Structural Pruning of Pre-trained Language Models via Neural Architecture Search

TL;DR

The paper tackles the practical inefficiency of large pre-trained language models by proposing NAS-driven structural pruning of fine-tuned PLMs to discover Pareto-optimal sub-networks that balance accuracy and resource use. It reframes pruning as a multi-objective NAS problem, leveraging a two-stage weight-sharing approach to accelerate search and employing binary masks over attention heads and neurons. Four search spaces are explored, along with a benchmarking suite and extensive ablations comparing standard NAS and weight-sharing NAS methods.

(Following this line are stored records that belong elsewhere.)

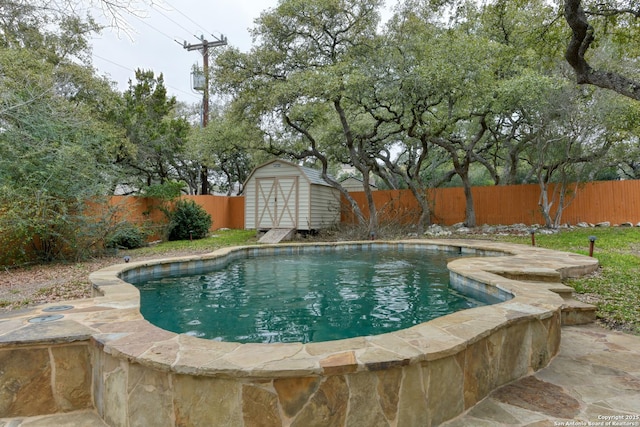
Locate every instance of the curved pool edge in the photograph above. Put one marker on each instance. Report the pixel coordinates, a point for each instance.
(390, 378)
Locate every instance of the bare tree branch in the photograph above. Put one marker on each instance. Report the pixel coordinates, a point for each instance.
(581, 40)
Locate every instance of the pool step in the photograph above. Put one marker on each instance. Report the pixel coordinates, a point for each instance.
(574, 312)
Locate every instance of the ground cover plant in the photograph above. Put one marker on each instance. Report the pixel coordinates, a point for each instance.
(614, 288)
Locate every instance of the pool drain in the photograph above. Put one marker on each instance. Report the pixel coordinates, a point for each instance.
(46, 318)
(58, 308)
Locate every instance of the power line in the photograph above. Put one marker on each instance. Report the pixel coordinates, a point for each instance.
(133, 71)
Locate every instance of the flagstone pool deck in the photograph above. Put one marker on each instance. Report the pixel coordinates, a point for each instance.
(102, 364)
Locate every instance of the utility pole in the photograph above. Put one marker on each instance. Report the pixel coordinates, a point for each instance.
(203, 47)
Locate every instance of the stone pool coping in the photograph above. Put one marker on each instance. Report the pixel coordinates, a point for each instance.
(113, 321)
(102, 354)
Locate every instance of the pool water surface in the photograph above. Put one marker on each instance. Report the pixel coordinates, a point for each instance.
(307, 297)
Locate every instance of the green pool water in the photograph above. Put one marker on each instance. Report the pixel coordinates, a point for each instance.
(309, 297)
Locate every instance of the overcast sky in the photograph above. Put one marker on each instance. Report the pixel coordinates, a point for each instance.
(155, 42)
(152, 41)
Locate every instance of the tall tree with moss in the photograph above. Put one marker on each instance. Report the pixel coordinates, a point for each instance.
(56, 143)
(153, 129)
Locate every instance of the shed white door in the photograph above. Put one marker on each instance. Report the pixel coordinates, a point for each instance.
(277, 202)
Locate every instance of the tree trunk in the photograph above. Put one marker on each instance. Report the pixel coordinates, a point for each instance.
(470, 212)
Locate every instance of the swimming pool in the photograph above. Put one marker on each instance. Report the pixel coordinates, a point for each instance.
(310, 296)
(108, 357)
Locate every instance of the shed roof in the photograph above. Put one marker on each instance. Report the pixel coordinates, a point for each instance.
(314, 176)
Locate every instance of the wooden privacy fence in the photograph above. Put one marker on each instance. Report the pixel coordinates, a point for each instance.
(614, 201)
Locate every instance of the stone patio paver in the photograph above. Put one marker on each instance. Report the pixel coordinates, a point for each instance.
(596, 375)
(594, 380)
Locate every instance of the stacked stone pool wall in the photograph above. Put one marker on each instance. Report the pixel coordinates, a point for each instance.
(421, 376)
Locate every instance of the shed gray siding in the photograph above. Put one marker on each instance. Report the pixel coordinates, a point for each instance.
(280, 194)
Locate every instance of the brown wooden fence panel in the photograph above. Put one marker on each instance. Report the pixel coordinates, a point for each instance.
(614, 201)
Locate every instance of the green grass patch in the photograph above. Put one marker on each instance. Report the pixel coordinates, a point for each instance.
(218, 239)
(615, 288)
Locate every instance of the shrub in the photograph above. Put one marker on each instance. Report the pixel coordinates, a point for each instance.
(188, 220)
(128, 236)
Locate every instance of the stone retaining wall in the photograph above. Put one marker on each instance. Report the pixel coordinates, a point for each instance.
(420, 376)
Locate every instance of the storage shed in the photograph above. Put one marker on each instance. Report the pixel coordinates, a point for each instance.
(282, 195)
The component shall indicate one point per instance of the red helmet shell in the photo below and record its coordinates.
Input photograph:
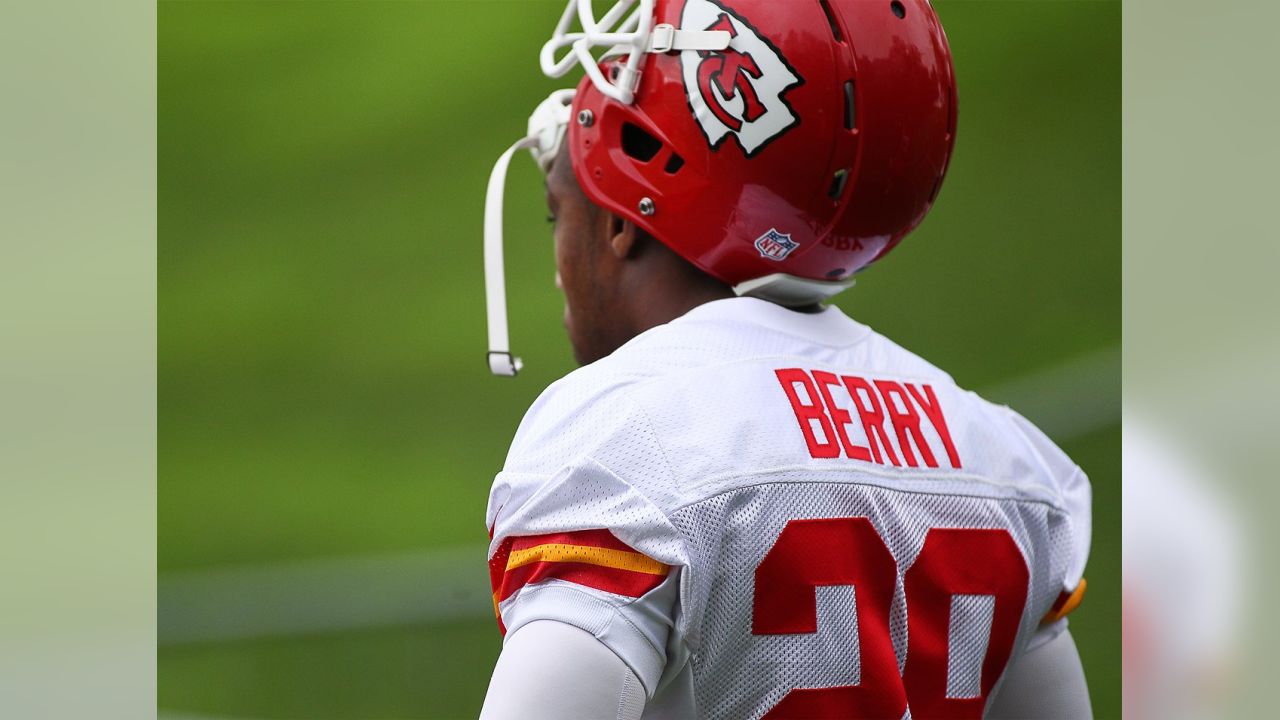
(810, 146)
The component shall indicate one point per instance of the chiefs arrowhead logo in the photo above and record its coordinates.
(739, 91)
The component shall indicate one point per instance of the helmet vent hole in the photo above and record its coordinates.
(837, 185)
(850, 109)
(673, 164)
(639, 144)
(831, 21)
(937, 186)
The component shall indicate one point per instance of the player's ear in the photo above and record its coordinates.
(624, 237)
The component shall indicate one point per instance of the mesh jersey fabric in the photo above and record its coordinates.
(643, 492)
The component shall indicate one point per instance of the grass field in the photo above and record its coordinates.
(323, 392)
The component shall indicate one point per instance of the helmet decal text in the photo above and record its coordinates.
(739, 91)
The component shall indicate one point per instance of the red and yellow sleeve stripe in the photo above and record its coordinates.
(594, 559)
(1065, 604)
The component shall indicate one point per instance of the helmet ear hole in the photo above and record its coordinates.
(673, 164)
(638, 144)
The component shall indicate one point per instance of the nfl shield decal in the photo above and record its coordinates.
(775, 245)
(739, 91)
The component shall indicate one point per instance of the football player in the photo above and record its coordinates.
(745, 504)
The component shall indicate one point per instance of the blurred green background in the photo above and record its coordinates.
(328, 427)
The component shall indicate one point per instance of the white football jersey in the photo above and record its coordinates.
(767, 513)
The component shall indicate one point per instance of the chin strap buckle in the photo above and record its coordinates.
(504, 364)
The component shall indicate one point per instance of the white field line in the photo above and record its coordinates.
(375, 591)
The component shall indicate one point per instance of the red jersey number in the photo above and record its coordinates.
(848, 551)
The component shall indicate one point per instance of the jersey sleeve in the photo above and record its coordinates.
(576, 533)
(1075, 496)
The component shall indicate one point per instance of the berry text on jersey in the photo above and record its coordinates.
(837, 411)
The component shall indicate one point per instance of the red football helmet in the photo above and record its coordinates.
(781, 146)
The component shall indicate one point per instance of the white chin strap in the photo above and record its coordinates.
(547, 128)
(618, 32)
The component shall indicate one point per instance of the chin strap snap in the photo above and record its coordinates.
(501, 360)
(544, 139)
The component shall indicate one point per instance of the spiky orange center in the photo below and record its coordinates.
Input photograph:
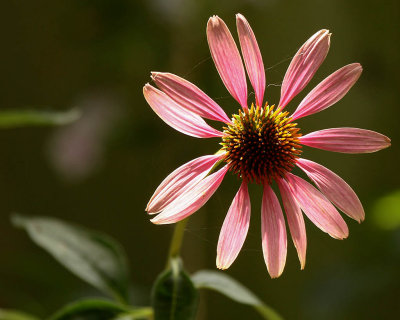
(261, 144)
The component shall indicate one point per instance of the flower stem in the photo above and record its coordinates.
(176, 241)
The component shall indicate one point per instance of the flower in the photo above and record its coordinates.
(260, 144)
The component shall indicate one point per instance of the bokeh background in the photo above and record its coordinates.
(100, 171)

The results show that weight-sharing NAS can recover sub-networks with competitive performance while dramatically reducing search cost, enabling automated compression after fine-tuning with minimal performance loss and improved deployability. The work provides practical guidelines for choosing search spaces and training strategies and points to future directions such as instruction tuning and more sophisticated sampling toward the Pareto front.

Abstract

Pre-trained language models (PLM), for example BERT or RoBERTa, mark the state-of-the-art for natural language understanding task when fine-tuned on labeled data. However, their large size poses challenges in deploying them for inference in real-world applications, due to significant GPU memory requirements and high inference latency. This paper explores neural architecture search (NAS) for structural pruning to find sub-parts of the fine-tuned network that optimally trade-off efficiency, for example in terms of model size or latency, and generalization performance. We also show how we can utilize more recently developed two-stage weight-sharing NAS approaches in this setting to accelerate the search process. Unlike traditional pruning methods with fixed thresholds, we propose to adopt a multi-objective approach that identifies the Pareto optimal set of sub-networks, allowing for a more flexible and automated compression process.

Figures (9)

• Figure 1: Illustration of our approach. a) We fine-tune the pre-trained architecture by updating only sub-networks, which we select by placing a binary mask over heads and units in each MHA and FFN layer. b) Afterwards, we run a multi-objective search to select the optimal set of sub-networks that balance parameter count and validation error.
• Figure 2: Examples of head masks ${\bm{M}}_{head}$ sampled uniformly at random from different search spaces. Dark color indicates that the corresponding head is masked. The same pattern can be observed for ${\bm{M}}_{neuron}$
• Figure 3: Distribution of the parameter count $f_1({\bm{\theta}})$ for uniformly sampled ${\bm{\theta}} \sim \Theta$.
• Figure 4: Example to compute the Hypervolume $HV(P_f | \mathbf{r})$, corresponding to the sum of the rectangles, across a reference point $\mathbf{r}$ and a set of points $P_f = \{\mathbf{y_0}, \mathbf{y_1}, \mathbf{y_2}, \mathbf{y_3}\}$
• Figure 5: Comparison of the four different search spaces using weight-sharing based NAS. We sample 100 random sub-networks uniformly at random using the fine-tuned weights of the super-network. The SMALL search space dominates the other search spaces except for the COLA dataset. While SMALL is a subset of MEDIUM and LARGE, these spaces are too high-dimensional to be explored with a sensible compute budget. First two rows show results for BERT-base-cased and last two rows for RoBERTa-base.